Uterine Bleeding After Menopause
Menopause occurs when a woman hasn’t had a menstrual cycle for at least 12 consecutive months. But some women have uterine bleeding after menopause. Common causes of bleeding after menopause include:
- atrophy (weakening) of the uterus from low hormones,
- endometrial hyperplasia,
- polyps, or
- hormone replacement therapy, a menopause treatment to adjust your hormone levels.
Gynecologic cancers can also cause bleeding after menopause. If you experience abnormal uterine bleeding after menopause, it’s important to see a health care provider for a diagnosis.
When to See a Gynecologist
An irregular cycle length or spotting between periods isn’t always a cause for concern. However, it may be time to see a gynecologist if you:
- bleed after menopause,
- experience abnormal uterine bleeding for more than one to two months, or
- have symptoms that interfere with your usual activities.
What to Expect during Your Gynecological Evaluation
Your gynecologist will conduct a medical exam and ask you questions about your symptoms, medical history, and lifestyle habits.

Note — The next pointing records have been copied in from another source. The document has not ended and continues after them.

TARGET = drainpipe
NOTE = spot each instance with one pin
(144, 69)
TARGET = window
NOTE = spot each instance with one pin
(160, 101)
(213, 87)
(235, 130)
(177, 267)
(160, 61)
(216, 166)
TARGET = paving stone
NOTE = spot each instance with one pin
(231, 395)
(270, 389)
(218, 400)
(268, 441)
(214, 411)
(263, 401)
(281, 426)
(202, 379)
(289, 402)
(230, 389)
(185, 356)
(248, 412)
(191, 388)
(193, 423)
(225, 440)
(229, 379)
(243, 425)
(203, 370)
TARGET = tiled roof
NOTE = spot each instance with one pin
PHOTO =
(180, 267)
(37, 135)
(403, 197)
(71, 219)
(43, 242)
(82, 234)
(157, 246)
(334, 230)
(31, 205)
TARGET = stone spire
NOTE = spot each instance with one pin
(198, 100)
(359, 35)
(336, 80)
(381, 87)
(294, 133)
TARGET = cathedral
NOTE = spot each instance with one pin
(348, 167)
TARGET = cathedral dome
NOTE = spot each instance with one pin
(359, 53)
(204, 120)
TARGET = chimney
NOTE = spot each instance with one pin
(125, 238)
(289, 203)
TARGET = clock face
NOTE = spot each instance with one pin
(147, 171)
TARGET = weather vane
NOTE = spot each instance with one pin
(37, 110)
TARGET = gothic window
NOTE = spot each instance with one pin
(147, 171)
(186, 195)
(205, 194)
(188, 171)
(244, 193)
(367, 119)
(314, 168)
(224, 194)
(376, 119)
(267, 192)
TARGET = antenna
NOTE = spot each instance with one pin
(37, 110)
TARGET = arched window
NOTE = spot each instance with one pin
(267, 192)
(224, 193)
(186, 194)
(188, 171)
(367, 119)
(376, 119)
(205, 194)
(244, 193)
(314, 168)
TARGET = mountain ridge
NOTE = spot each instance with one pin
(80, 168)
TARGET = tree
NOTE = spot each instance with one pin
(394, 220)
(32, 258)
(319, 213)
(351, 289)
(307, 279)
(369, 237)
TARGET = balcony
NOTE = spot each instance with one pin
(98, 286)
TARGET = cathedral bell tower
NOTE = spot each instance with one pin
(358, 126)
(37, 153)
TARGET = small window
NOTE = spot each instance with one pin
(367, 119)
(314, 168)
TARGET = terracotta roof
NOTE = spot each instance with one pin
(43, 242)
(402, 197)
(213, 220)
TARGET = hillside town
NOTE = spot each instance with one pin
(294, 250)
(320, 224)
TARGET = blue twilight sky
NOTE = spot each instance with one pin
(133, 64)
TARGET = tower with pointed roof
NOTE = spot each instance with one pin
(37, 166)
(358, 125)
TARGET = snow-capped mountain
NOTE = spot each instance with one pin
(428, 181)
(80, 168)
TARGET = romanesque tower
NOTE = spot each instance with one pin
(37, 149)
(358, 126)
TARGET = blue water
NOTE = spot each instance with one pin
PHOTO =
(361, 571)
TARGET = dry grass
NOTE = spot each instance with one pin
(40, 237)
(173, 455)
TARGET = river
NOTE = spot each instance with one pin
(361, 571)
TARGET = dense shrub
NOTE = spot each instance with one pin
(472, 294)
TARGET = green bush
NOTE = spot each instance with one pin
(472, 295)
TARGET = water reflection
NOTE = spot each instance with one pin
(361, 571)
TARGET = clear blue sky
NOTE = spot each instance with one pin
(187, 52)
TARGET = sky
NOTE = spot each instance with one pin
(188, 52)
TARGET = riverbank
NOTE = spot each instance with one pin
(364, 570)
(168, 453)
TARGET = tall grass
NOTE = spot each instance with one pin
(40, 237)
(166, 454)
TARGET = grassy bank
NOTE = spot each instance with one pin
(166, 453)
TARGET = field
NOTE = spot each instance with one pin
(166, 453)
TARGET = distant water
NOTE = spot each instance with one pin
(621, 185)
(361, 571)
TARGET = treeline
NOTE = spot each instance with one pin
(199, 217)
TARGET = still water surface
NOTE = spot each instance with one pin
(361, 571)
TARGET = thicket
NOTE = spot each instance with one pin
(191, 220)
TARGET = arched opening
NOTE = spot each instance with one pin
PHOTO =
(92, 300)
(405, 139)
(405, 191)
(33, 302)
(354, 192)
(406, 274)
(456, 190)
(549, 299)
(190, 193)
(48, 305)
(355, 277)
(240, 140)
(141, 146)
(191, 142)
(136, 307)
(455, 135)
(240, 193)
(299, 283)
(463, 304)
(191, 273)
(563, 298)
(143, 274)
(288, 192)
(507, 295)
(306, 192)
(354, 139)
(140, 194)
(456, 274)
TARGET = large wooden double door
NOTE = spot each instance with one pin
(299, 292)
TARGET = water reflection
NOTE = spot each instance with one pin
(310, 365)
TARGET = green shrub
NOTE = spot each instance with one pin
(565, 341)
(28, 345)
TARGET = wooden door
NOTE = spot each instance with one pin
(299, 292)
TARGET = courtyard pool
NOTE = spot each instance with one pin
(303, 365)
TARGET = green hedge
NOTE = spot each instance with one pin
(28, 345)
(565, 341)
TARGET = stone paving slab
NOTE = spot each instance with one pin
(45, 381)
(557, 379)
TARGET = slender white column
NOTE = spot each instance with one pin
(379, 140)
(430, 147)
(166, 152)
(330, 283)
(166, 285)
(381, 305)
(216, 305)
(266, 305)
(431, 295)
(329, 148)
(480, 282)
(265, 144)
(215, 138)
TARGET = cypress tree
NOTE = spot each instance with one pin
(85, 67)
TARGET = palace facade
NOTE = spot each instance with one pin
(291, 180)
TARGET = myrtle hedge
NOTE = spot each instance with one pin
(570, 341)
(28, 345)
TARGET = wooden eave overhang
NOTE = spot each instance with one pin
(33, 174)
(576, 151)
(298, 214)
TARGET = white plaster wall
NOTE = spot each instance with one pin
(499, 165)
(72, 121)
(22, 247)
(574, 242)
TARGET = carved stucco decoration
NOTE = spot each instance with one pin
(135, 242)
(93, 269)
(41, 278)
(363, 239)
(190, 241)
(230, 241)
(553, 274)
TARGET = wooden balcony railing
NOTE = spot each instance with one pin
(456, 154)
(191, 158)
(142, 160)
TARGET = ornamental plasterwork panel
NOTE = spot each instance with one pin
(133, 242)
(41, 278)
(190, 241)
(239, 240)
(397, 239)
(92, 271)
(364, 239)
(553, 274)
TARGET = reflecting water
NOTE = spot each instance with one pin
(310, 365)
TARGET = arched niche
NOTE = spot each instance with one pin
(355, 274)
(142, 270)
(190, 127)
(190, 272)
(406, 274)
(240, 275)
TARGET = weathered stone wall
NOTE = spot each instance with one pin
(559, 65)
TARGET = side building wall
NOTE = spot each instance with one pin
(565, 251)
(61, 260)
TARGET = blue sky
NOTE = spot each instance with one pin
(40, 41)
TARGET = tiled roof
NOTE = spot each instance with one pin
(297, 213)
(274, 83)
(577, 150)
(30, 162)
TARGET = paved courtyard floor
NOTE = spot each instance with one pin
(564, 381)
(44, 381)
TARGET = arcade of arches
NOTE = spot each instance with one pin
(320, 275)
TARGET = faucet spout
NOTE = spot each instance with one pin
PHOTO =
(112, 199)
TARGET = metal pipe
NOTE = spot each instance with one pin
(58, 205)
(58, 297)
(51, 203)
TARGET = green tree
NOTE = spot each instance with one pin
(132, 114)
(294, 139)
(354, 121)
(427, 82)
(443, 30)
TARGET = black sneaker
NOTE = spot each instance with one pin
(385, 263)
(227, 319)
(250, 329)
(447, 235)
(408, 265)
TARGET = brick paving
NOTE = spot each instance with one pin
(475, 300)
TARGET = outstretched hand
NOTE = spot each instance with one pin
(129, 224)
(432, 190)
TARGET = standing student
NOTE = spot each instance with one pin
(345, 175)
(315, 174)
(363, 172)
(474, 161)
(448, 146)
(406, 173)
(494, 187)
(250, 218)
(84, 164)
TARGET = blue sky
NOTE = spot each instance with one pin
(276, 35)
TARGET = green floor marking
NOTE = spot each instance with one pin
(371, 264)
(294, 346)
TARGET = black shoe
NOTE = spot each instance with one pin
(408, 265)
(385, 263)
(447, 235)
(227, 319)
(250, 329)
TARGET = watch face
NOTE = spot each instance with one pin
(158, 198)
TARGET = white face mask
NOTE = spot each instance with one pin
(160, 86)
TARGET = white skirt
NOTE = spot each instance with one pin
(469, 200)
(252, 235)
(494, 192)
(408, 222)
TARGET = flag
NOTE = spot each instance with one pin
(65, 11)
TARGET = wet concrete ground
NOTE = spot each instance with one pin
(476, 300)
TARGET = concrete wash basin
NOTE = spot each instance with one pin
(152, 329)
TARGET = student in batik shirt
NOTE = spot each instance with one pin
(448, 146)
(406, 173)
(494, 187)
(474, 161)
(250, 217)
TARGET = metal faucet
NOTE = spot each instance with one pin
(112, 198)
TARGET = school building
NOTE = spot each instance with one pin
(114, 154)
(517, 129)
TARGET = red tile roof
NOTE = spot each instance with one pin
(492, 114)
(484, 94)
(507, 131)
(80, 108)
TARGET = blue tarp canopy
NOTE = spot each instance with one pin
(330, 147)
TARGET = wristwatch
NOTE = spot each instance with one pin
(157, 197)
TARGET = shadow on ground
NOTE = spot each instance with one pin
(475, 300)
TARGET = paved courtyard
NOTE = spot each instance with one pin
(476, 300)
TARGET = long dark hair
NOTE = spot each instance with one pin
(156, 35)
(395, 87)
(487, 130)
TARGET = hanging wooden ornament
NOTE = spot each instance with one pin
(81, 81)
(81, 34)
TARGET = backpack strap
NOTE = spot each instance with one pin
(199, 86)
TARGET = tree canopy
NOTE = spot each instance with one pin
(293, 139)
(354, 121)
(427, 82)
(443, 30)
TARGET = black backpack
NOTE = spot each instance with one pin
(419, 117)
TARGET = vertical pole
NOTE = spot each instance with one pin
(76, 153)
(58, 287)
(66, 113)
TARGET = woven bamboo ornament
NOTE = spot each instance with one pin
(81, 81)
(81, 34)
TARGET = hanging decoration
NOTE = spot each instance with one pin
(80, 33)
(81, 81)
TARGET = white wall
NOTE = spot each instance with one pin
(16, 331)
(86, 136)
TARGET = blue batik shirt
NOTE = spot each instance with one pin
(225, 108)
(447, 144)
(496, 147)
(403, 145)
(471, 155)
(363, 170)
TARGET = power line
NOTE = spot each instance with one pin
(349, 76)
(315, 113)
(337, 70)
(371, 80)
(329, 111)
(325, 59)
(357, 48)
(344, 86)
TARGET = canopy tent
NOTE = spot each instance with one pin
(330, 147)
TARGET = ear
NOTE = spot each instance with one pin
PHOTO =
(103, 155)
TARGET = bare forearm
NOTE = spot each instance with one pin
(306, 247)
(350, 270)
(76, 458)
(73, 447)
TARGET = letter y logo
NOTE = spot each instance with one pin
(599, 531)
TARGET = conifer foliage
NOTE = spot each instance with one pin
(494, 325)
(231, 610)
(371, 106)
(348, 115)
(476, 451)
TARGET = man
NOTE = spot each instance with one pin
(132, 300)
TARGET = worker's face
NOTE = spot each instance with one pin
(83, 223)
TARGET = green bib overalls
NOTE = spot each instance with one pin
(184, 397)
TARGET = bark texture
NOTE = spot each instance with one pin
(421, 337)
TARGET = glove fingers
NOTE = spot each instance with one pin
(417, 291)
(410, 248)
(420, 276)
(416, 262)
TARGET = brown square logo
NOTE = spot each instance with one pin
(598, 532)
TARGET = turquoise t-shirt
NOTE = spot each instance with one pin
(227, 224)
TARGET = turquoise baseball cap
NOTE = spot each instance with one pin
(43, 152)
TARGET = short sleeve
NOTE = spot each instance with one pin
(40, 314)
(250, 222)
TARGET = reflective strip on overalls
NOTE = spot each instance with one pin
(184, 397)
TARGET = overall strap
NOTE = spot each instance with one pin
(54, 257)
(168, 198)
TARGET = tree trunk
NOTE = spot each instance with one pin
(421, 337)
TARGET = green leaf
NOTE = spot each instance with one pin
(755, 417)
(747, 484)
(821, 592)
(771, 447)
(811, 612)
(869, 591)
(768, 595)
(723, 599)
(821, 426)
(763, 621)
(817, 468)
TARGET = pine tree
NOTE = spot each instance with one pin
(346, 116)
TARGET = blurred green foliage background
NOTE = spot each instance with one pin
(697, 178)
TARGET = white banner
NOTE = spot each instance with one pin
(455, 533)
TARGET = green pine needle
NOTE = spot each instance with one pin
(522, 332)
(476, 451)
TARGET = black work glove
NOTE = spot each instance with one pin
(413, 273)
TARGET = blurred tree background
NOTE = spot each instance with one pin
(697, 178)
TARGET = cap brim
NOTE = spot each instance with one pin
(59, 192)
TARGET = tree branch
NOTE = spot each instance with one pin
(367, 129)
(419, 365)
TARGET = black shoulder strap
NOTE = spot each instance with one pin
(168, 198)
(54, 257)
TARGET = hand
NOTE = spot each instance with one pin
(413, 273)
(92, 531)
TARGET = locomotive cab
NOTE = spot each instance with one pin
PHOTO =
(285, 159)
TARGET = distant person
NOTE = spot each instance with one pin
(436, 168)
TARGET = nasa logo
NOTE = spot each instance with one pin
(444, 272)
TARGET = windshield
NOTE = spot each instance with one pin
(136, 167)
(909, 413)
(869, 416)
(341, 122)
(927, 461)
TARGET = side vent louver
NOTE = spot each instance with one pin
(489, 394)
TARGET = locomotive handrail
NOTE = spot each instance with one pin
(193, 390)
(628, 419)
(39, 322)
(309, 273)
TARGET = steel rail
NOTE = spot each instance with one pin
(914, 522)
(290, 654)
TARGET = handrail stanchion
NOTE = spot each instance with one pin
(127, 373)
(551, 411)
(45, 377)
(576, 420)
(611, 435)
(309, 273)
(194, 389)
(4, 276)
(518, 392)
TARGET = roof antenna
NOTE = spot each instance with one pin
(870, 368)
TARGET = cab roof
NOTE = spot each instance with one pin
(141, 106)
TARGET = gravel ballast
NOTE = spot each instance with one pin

Based on your answers to these questions, your provider uses additional tests, including:
- blood tests to look for signs of polycystic ovary syndrome (PCOS) or thyroid problems,
- Pap smear to look for precancerous cells or changes in your cervix, or
- ultrasound to look for irregular growths or evaluate your uterine lining.
Your gynecologist will likely order an endometrial biopsy (a tissue sample of your uterine lining for lab analysis) if you are:
- over 45 or
- over 35 and have a history of PCOS or infrequent periods.
Women younger than 35 typically don’t need endometrial biopsies to diagnose abnormal uterine bleeding.
Abnormal Uterine Bleeding Treatment
Medication to Stop Abnormal Uterine Bleeding
Your treatment options will depend on the underlying cause of irregular bleeding. We often treat abnormal uterine bleeding with medications, such as:
- birth control pills to regulate your periods or decrease uterine bleeding,
- gonadotropin-releasing hormone (GnRH) agonists and antagonists to shrink fibroids or stop your menstrual cycle,
- nonsteroidal anti-inflammatory drugs (NSAIDs) to treat pain and reduce inflammation, or
- tranexamic acid to reduce heavy menstrual bleeding.
Progestin-releasing intrauterine devices (IUDs) also help decrease uterine bleeding and regulate periods.
Minimally Invasive Procedures
Simple, minimally invasive procedures can treat some problems, such as polyps or endometrial hyperplasia, including:
- hysteroscopy (procedure that uses a small lighted tool and surgical instruments to remove abnormal tissue or growths),
- uterine artery embolization (a small, flexible tool that sends tiny particles to block the blood vessels that supply blood to uterine fibroids), or
- laparoscopic myomectomy (technique to remove fibroids).
A hysterectomy (uterus removal) may be recommended for women who are past childbearing age or have no plans to have children in the future if other treatments aren’t an option.
Why Choose University of Utah Health?
At U of U Health, our Women's Health Services team provides comprehensive, nationally recognized top-quality care. We use advanced techniques and tools, many of which aren’t available elsewhere in the region, such as saline infusion sonograms and in-office hysteroscopy, which give our gynecologists a better view of the uterus.
We are one of just a few groups in the region using minimally invasive surgery techniques to remove uterine fibroids. Our team has more fellowship-trained minimally invasive gynecological surgeons on staff than anywhere else in the Mountain West region.